Pleading Questions. Another closely watched FCA case out of the Fourth Circuit, United States ex rel. Rostholder v. Omnicare, Inc., 745 F.3d 694 (4th Cir.), cert. denied, No. 13-1411 (U.S. Oct. 6, 2014), turned on the sufficiency of relator’s allegations of regulatory noncompliance as the basis for false claims in the absence of allegations of a false statement or a fraudulent course of conduct that was a prerequisite to the government’s payment. While the relator had alleged that Omnicare had submitted false claims for payment because certain drugs had been adulterated (having been re-packaged in a facility that allegedly permitted cross-contamination), the Fourth Circuit held that the complaint must plead that the lack of regulatory compliance was a clear prerequisite to payment.   See FraudMail Alert No.  02-27-14 (Feb. 27, 2014). The Supreme Court’s election to not review Rostholder leaves in place yet another decision holding that a regulatory violation alone cannot provide the basis for FCA liability and provides defendants with an early defense to “false certification” allegations. See FraudMail Alert No. 11- 08-31 (Aug. 31, 2011).

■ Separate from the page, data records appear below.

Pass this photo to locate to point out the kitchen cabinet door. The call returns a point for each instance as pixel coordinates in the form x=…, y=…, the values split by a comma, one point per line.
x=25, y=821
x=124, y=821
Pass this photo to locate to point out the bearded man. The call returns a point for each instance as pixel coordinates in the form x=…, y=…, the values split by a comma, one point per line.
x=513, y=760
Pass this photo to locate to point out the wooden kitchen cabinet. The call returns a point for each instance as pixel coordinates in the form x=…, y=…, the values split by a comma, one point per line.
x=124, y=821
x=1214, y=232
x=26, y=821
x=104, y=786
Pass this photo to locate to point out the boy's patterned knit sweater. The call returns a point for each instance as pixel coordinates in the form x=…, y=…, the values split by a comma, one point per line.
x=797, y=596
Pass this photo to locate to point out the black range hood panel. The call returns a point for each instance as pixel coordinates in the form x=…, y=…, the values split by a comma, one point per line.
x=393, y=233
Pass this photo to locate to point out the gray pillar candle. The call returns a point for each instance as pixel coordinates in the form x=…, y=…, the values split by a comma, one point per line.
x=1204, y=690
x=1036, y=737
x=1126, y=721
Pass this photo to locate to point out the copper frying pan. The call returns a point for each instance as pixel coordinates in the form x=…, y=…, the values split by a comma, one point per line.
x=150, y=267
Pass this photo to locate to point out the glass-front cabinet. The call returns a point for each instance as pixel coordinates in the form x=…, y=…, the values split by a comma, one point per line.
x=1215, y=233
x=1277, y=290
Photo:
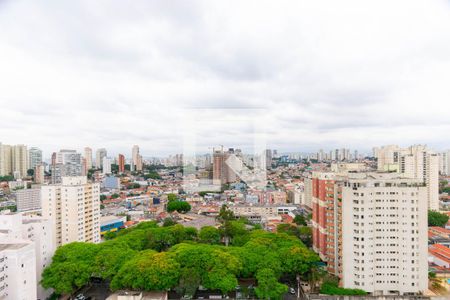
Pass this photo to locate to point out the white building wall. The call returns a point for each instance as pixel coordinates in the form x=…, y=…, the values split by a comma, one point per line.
x=384, y=239
x=18, y=270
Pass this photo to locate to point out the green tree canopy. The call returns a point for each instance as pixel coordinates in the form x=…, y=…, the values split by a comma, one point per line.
x=437, y=219
x=268, y=285
x=179, y=206
x=209, y=235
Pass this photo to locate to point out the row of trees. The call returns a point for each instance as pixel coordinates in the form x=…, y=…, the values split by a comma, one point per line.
x=148, y=257
x=437, y=219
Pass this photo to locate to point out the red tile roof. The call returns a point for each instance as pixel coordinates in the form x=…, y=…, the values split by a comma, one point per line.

The Supreme Court also rejected a relator’s petition in United States ex rel. Ge v. Takeda Pharmaceutical Co., 737 F.3d 116 (1st Cir. 2013), cert. denied, No. 13-1236 (U.S. Oct. 6, 2014), where the relator sought to overturn the dismissal of a complaint alleging that the defendant misreported adverse drug events. While the First Circuit affirmed the dismissal on Rule 9(b) grounds, the relator’s certiorari petition was based on the denial of a Rule 15(a) request for leave to amend the complaint after judgment, claiming error in the First Circuit’s ruling that the trial court acted within its discretion in denying leave to amend. In denying certiorari, the Supreme Court properly elected not to consider the relator’s arguments for a more “liberal” interpretation of Rule 15(a) that would have allowed post-judgment amendments to overcome Rule 9(b) pleading deficiencies.